On 5/16/23 10:20, Eelco Chaudron wrote:
> 
> 
> On 15 May 2023, at 17:47, Ilya Maximets wrote:
> 
>> On 5/15/23 16:24, Eelco Chaudron wrote:
>>>
>>>
>>> On 4 May 2023, at 0:55, Ilya Maximets wrote:
>>>
>>>> On 3/27/23 13:25, Eelco Chaudron wrote:
>>>>> Make the read of the current seq->value atomic, i.e., not needing to
>>>>> acquire the global mutex when reading it. On 64-bit systems, this
>>>>> incurs no overhead, and it will avoid the mutex and potentially
>>>>> a system call.
>>>>>
>>>>> For incrementing the value followed by waking up the threads, we are
>>>>> still taking the mutex, so the current behavior is not changing. The
>>>>> seq_read() behavior is already defined as, "Returns seq's current
>>>>> sequence number (which could change immediately)". So the change
>>>>> should not impact the current behavior.
>>>>>
>>>>> Signed-off-by: Eelco Chaudron <[email protected]>
>>>>> ---
>>>>>  lib/ovs-rcu.c |    2 +-
>>>>>  lib/seq.c     |   37 ++++++++++++++++---------------------
>>>>>  lib/seq.h     |    1 -
>>>>>  3 files changed, 17 insertions(+), 23 deletions(-)
>>>>>
>>>>> diff --git a/lib/ovs-rcu.c b/lib/ovs-rcu.c
>>>>> index 946aa04d1..9e07d9bab 100644
>>>>> --- a/lib/ovs-rcu.c
>>>>> +++ b/lib/ovs-rcu.c
>>>>> @@ -170,7 +170,7 @@ ovsrcu_try_quiesce(void)

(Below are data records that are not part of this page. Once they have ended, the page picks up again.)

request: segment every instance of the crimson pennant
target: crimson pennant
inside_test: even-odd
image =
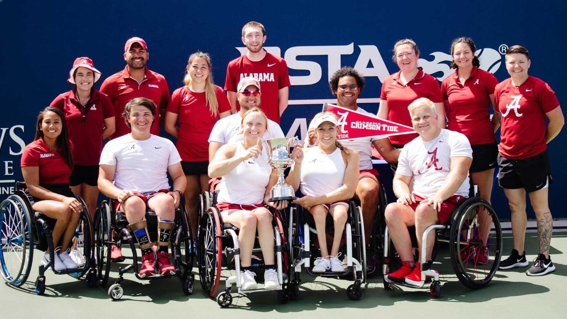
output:
[[[337,140],[357,140],[376,137],[383,138],[393,135],[415,133],[409,126],[379,119],[341,107],[332,104],[324,103],[323,112],[334,113],[338,117]]]

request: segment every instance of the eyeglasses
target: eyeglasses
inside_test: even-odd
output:
[[[344,91],[347,89],[350,89],[353,91],[358,89],[358,85],[357,84],[351,84],[350,85],[346,85],[346,84],[343,84],[338,86],[338,88],[341,89],[341,91]]]
[[[242,91],[242,94],[244,95],[245,96],[249,96],[250,94],[255,96],[257,96],[260,95],[260,90],[255,90],[253,91],[250,91],[249,90],[244,90]]]

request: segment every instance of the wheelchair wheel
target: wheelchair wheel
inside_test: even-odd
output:
[[[33,259],[32,212],[25,200],[12,195],[0,204],[0,274],[15,287],[26,282]]]
[[[96,249],[97,281],[102,287],[106,286],[110,273],[112,227],[109,215],[112,213],[108,202],[102,202],[95,215],[95,247]]]
[[[218,236],[222,233],[218,213],[216,207],[209,208],[201,220],[199,230],[199,275],[201,286],[209,297],[217,293],[221,280],[222,241]]]
[[[473,198],[460,205],[451,226],[449,248],[453,269],[463,284],[477,289],[490,282],[500,264],[502,239],[498,216],[488,202]]]

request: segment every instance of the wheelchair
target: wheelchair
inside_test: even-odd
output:
[[[298,295],[298,286],[301,282],[299,278],[301,266],[304,266],[307,272],[312,276],[336,277],[352,275],[354,283],[347,288],[346,296],[353,300],[358,300],[362,296],[361,286],[366,283],[367,275],[364,222],[360,207],[357,206],[352,200],[349,201],[349,205],[346,224],[345,225],[345,246],[348,269],[344,272],[333,272],[329,271],[320,274],[313,272],[310,268],[311,263],[317,257],[322,257],[320,255],[319,250],[313,245],[313,243],[317,242],[315,221],[311,213],[299,205],[291,206],[288,224],[288,249],[291,268],[293,272],[290,280],[290,291],[297,292],[294,293]],[[327,229],[332,229],[333,225],[333,219],[328,214]],[[314,235],[316,237],[314,240],[311,238]]]
[[[240,289],[240,249],[238,244],[239,229],[230,224],[223,222],[221,211],[215,205],[218,191],[213,193],[205,192],[200,197],[202,203],[200,209],[206,209],[199,216],[199,230],[198,236],[198,256],[199,275],[203,291],[209,297],[214,297],[218,291],[221,272],[225,270],[231,275],[225,280],[225,289],[217,296],[217,303],[221,308],[227,308],[232,303],[231,292],[232,285],[235,284],[236,293],[247,294],[251,292],[268,291],[264,289],[247,290]],[[204,199],[204,200],[203,200]],[[290,268],[286,245],[286,225],[285,216],[280,211],[270,208],[272,213],[272,225],[274,227],[275,238],[274,249],[276,271],[280,288],[277,290],[277,299],[281,304],[287,302],[289,299],[297,298],[297,294],[290,295],[288,278]],[[252,249],[252,266],[255,268],[263,267],[261,260],[255,260],[253,254],[261,253],[257,237],[255,240]],[[234,271],[234,275],[232,274]]]
[[[96,263],[92,249],[92,223],[83,199],[75,195],[83,209],[71,245],[82,253],[84,265],[77,269],[57,271],[53,261],[56,245],[52,236],[56,220],[40,212],[33,211],[24,192],[26,188],[25,182],[16,182],[14,194],[0,204],[0,274],[2,278],[10,286],[21,286],[29,276],[34,247],[42,251],[49,249],[49,260],[52,261],[45,266],[39,265],[39,275],[35,282],[36,293],[41,295],[45,292],[45,273],[50,267],[56,275],[67,274],[77,279],[84,276],[87,286],[94,287],[97,280]]]
[[[493,226],[488,234],[488,240],[484,242],[480,229],[484,225],[480,225],[479,215],[481,212],[487,213],[487,220],[492,219]],[[431,231],[435,232],[435,247],[431,253],[431,258],[426,261],[427,237]],[[412,234],[412,230],[410,230]],[[413,233],[412,242],[415,240],[415,232]],[[451,219],[443,225],[431,225],[428,227],[423,234],[423,245],[421,251],[421,279],[424,279],[421,287],[408,285],[405,283],[394,283],[388,279],[387,274],[399,268],[401,261],[392,245],[390,247],[390,238],[386,227],[384,233],[384,254],[382,274],[384,288],[391,290],[392,285],[400,285],[410,288],[424,288],[426,283],[426,276],[433,278],[429,286],[429,292],[433,298],[441,296],[441,286],[439,272],[431,269],[438,250],[438,242],[449,244],[449,256],[453,270],[459,280],[466,287],[471,289],[482,288],[490,283],[498,270],[502,250],[502,228],[498,216],[492,207],[480,197],[471,197],[462,203],[453,212]],[[488,249],[488,262],[486,264],[477,265],[479,257],[481,253],[482,246],[485,244]],[[413,245],[412,245],[413,246]],[[417,245],[415,246],[417,247]],[[466,255],[463,258],[462,254]],[[464,260],[463,260],[463,259]],[[417,259],[417,258],[416,258]]]
[[[125,214],[120,211],[114,211],[114,200],[110,202],[104,200],[98,207],[95,217],[96,234],[96,257],[98,261],[98,276],[97,279],[100,286],[104,287],[108,280],[111,267],[111,249],[113,245],[119,247],[123,244],[129,245],[132,251],[132,263],[119,268],[118,279],[108,288],[108,295],[113,300],[120,299],[124,295],[124,289],[120,283],[124,280],[124,274],[130,270],[136,278],[140,280],[156,280],[177,276],[182,280],[182,289],[185,295],[193,292],[194,277],[192,274],[194,254],[192,252],[193,245],[191,226],[189,216],[185,205],[181,202],[175,209],[175,226],[170,237],[170,248],[174,257],[173,265],[175,267],[175,274],[161,276],[156,274],[148,278],[141,278],[138,274],[139,265],[138,262],[138,252],[135,244],[137,241],[132,232],[128,228],[128,221]],[[151,241],[157,241],[157,216],[151,210],[146,211],[148,233]],[[113,234],[118,234],[113,236]]]

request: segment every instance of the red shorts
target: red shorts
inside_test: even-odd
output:
[[[375,170],[374,169],[371,169],[369,170],[361,170],[360,172],[358,173],[358,180],[365,178],[369,177],[376,181],[376,183],[378,183],[378,176],[380,174],[378,173],[378,171]]]
[[[253,211],[256,208],[265,207],[264,204],[254,204],[253,205],[239,205],[238,204],[230,204],[229,203],[219,203],[217,207],[221,212],[229,209],[238,209],[239,211]]]
[[[134,193],[134,196],[139,197],[143,200],[144,203],[146,204],[146,208],[147,208],[147,201],[150,198],[154,197],[154,196],[158,195],[159,193],[166,193],[167,194],[170,192],[169,190],[159,190],[156,192],[147,192],[145,193]],[[117,212],[119,207],[120,207],[120,202],[118,200],[115,200],[114,202],[114,211]]]
[[[416,199],[416,203],[409,205],[414,211],[417,208],[420,204],[420,202],[426,199],[420,196],[414,194],[413,198]],[[451,216],[453,214],[453,211],[457,208],[462,202],[467,199],[466,197],[459,195],[454,195],[447,198],[441,204],[441,211],[437,212],[437,216],[439,217],[439,223],[443,224],[451,220]]]

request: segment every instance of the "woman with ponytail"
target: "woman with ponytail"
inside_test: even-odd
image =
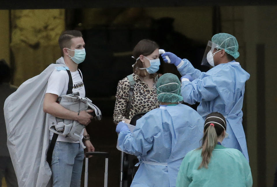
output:
[[[176,187],[252,186],[249,163],[237,149],[221,145],[226,122],[220,113],[206,117],[202,146],[189,152],[180,166]]]

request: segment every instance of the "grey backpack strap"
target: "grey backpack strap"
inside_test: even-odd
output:
[[[129,118],[130,114],[130,109],[131,108],[131,101],[132,100],[132,96],[133,95],[133,92],[134,91],[134,85],[135,85],[135,82],[133,79],[133,74],[129,75],[127,76],[127,78],[130,83],[130,88],[129,90],[129,98],[128,99],[128,102],[127,103],[127,111],[126,114],[127,118]]]

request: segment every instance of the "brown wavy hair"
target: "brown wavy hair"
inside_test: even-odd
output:
[[[133,50],[133,56],[135,59],[138,58],[141,55],[144,56],[147,56],[152,54],[157,49],[159,48],[159,45],[154,41],[144,39],[139,42]],[[139,68],[143,68],[142,62],[139,59],[137,61],[133,67],[133,72],[136,75],[145,77],[148,73],[145,69],[140,69]],[[155,78],[157,73],[150,74],[150,77]]]

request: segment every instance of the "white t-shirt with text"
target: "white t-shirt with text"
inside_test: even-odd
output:
[[[85,95],[85,87],[78,71],[74,72],[70,72],[72,77],[73,83],[73,88],[72,91],[73,93],[79,92],[80,96],[84,97]],[[59,71],[55,69],[53,71],[48,79],[47,88],[46,89],[47,93],[50,93],[55,94],[59,96],[62,95],[66,95],[67,91],[68,86],[68,82],[69,77],[67,72],[66,70]],[[56,119],[55,116],[52,115],[49,115],[49,126],[51,126],[52,123],[55,123]],[[82,132],[83,132],[83,130]],[[53,133],[50,131],[49,139],[51,140]],[[57,139],[57,141],[66,142],[72,143],[79,143],[79,141],[75,142],[67,138],[62,136],[59,136]]]

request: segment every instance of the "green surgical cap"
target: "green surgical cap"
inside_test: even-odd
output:
[[[226,53],[236,59],[239,56],[239,44],[234,36],[227,33],[218,33],[212,38],[212,42],[218,45],[216,48],[224,49]]]
[[[181,82],[172,73],[166,73],[157,82],[158,100],[164,103],[176,103],[183,100],[181,96]]]

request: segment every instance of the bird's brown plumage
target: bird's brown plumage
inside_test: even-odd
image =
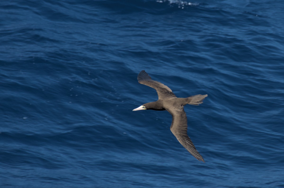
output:
[[[138,75],[137,79],[139,83],[155,89],[158,97],[157,101],[146,103],[143,106],[147,109],[166,110],[169,112],[173,118],[170,127],[173,134],[179,143],[193,155],[199,161],[205,162],[187,135],[187,120],[183,106],[187,104],[198,105],[203,103],[202,101],[207,95],[197,95],[187,98],[178,98],[169,87],[152,79],[144,70]]]

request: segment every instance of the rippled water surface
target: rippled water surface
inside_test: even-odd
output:
[[[0,3],[0,187],[284,187],[283,4]],[[185,107],[170,129],[145,70]]]

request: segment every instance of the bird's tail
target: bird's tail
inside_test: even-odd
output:
[[[203,100],[208,96],[207,95],[193,95],[186,98],[188,99],[187,104],[193,105],[199,105],[202,104]]]

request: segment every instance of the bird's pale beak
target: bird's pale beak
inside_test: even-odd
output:
[[[140,106],[137,108],[135,108],[132,111],[136,111],[136,110],[146,110],[147,109],[143,105]]]

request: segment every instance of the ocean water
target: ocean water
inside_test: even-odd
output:
[[[0,187],[284,187],[284,3],[0,3]],[[198,161],[145,70],[187,105]]]

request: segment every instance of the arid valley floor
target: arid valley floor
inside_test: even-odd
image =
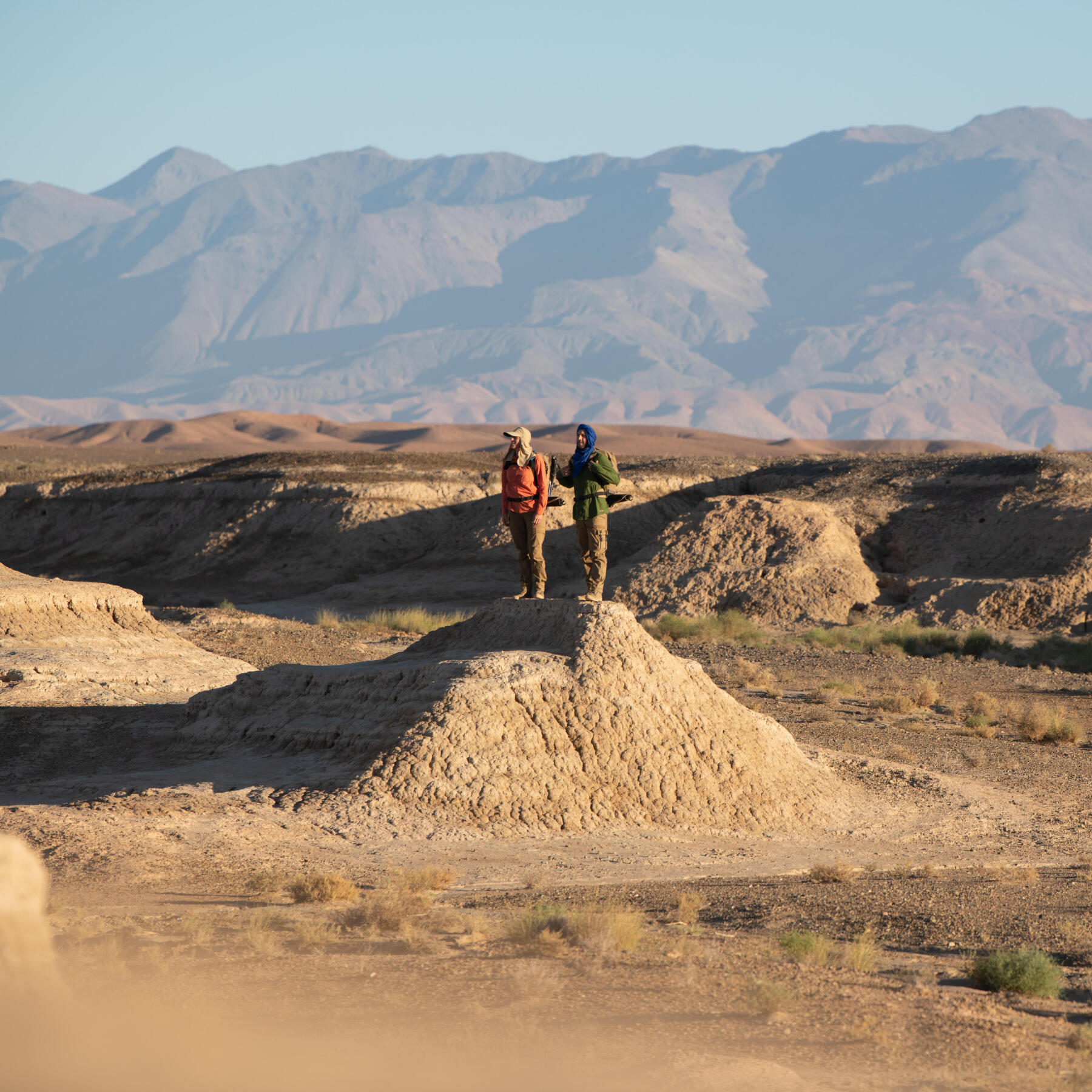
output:
[[[1092,456],[618,452],[0,448],[11,1088],[1092,1088]]]

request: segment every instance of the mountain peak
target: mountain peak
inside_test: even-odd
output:
[[[152,205],[169,204],[204,182],[234,174],[230,167],[211,155],[188,147],[170,147],[138,167],[124,178],[93,197],[109,198],[140,212]]]

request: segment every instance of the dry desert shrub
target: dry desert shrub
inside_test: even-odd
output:
[[[765,982],[758,978],[746,990],[741,1008],[757,1017],[770,1017],[775,1012],[791,1012],[796,1008],[798,997],[796,992],[781,982]]]
[[[288,877],[280,868],[263,868],[251,875],[246,882],[248,894],[275,894],[288,886]]]
[[[300,948],[325,948],[337,939],[337,927],[332,922],[297,922],[294,926]]]
[[[940,687],[936,680],[925,678],[917,684],[917,692],[914,695],[914,704],[919,709],[928,709],[940,700]]]
[[[906,657],[906,650],[901,644],[883,643],[876,645],[873,650],[873,655],[887,656],[889,660],[904,660]]]
[[[826,966],[834,950],[834,941],[830,937],[800,929],[791,929],[779,942],[797,963],[815,966]]]
[[[356,902],[360,889],[341,873],[309,873],[287,886],[293,902]]]
[[[963,728],[961,735],[977,736],[980,739],[994,739],[997,736],[997,723],[990,721],[985,713],[971,713],[964,717]]]
[[[853,865],[846,860],[818,863],[808,869],[812,883],[852,883],[855,875]]]
[[[697,891],[681,891],[675,899],[675,904],[667,913],[666,922],[680,925],[695,925],[698,915],[709,905],[709,900]]]
[[[912,713],[917,709],[917,704],[909,695],[895,693],[886,698],[876,698],[873,701],[873,708],[881,709],[886,713]]]
[[[427,892],[395,886],[377,888],[366,891],[356,905],[342,911],[341,924],[347,929],[396,933],[412,918],[425,917],[431,909],[432,899]]]
[[[559,903],[535,903],[513,914],[506,934],[519,945],[538,948],[568,942],[597,954],[633,951],[640,945],[644,923],[640,914],[609,905],[577,910]]]
[[[987,724],[997,723],[999,711],[1000,703],[997,699],[992,693],[986,693],[983,690],[976,690],[972,693],[960,710],[964,719],[969,716],[983,716],[986,719]]]
[[[876,969],[876,937],[869,929],[846,945],[842,951],[842,964],[852,971],[865,974]]]
[[[1025,705],[1017,720],[1020,738],[1028,743],[1084,743],[1082,725],[1070,721],[1059,705],[1034,701]]]
[[[568,915],[567,938],[598,956],[631,952],[644,935],[641,915],[616,907],[584,907]]]
[[[354,633],[388,632],[431,633],[434,629],[465,621],[470,614],[465,610],[435,612],[422,606],[402,607],[393,610],[372,610],[361,618],[349,618],[329,607],[314,612],[314,625],[321,629],[346,629]]]
[[[391,883],[403,891],[447,891],[459,874],[450,868],[406,868],[391,877]]]
[[[716,615],[688,618],[684,615],[661,615],[644,628],[661,641],[710,641],[731,644],[767,644],[769,636],[739,610],[722,610]]]
[[[553,996],[558,987],[557,966],[548,960],[512,960],[509,974],[512,989],[522,1000],[542,1000]]]

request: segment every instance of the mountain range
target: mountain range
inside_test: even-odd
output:
[[[1092,447],[1092,122],[0,182],[0,427],[238,408]]]

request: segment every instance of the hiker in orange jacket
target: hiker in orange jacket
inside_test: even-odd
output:
[[[531,432],[513,428],[506,432],[512,442],[505,452],[500,474],[500,519],[512,533],[520,555],[518,600],[546,598],[546,501],[549,499],[549,463],[531,449]]]

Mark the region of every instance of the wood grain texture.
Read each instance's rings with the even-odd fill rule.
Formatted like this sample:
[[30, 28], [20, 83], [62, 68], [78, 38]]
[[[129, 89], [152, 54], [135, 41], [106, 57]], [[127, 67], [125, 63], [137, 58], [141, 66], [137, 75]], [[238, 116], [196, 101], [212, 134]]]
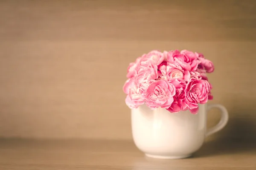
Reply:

>>>>>      ovs_assert(!single_threaded());
>>>>>      perthread = ovsrcu_perthread_get();
>>>>>      if (!seq_try_lock()) {
>>>>> -        perthread->seqno = seq_read_protected(global_seqno);
>>>>> +        perthread->seqno = seq_read(global_seqno);
>>>>>          if (perthread->cbset) {
>>>>>              ovsrcu_flush_cbset__(perthread, true);
>>>>>          }
>>>>> diff --git a/lib/seq.c b/lib/seq.c
>>>>> index 99e5bf8bd..22646f3f8 100644
>>>>> --- a/lib/seq.c
>>>>> +++ b/lib/seq.c
>>>>> @@ -32,7 +32,7 @@ COVERAGE_DEFINE(seq_change);
>>>>>
>>>>>  /* A sequence number object. */
>>>>>  struct seq {
>>>>> -    uint64_t value OVS_GUARDED;
>>>>> +    atomic_uint64_t value;
>>>>>      struct hmap waiters OVS_GUARDED; /* Contains 'struct seq_waiter's. */
>>>>>  };
>>>>>
>>>>> @@ -72,6 +72,7 @@ static void seq_wake_waiters(struct seq *) 
>>>>> OVS_REQUIRES(seq_mutex);
>>>>>  struct seq * OVS_EXCLUDED(seq_mutex)
>>>>>  seq_create(void)
>>>>>  {
>>>>> +    uint64_t seq_value;
>>>>>      struct seq *seq;
>>>>>
>>>>>      seq_init();
>>>>> @@ -81,7 +82,8 @@ seq_create(void)
>>>>>      COVERAGE_INC(seq_change);
>>>>>
>>>>>      ovs_mutex_lock(&seq_mutex);
>>>>> -    seq->value = seq_next++;
>>>>> +    seq_value = seq_next++;
>>>>> +    atomic_store_relaxed(&seq->value, seq_value);
>>>>>      hmap_init(&seq->waiters);
>>>>>      ovs_mutex_unlock(&seq_mutex);
>>>>>
>>>>> @@ -126,9 +128,11 @@ void
>>>>>  seq_change_protected(struct seq *seq)
>>>>>      OVS_REQUIRES(seq_mutex)
>>>>>  {
>>>>> +    uint64_t seq_value = seq_next++;
>>>>> +
>>>>>      COVERAGE_INC(seq_change);
>>>>>
>>>>> -    seq->value = seq_next++;
>>>>> +    atomic_store_relaxed(&seq->value, seq_value);
>>>>>      seq_wake_waiters(seq);
>>>>>  }
>>>>>
>>>>> @@ -143,18 +147,6 @@ seq_change(struct seq *seq)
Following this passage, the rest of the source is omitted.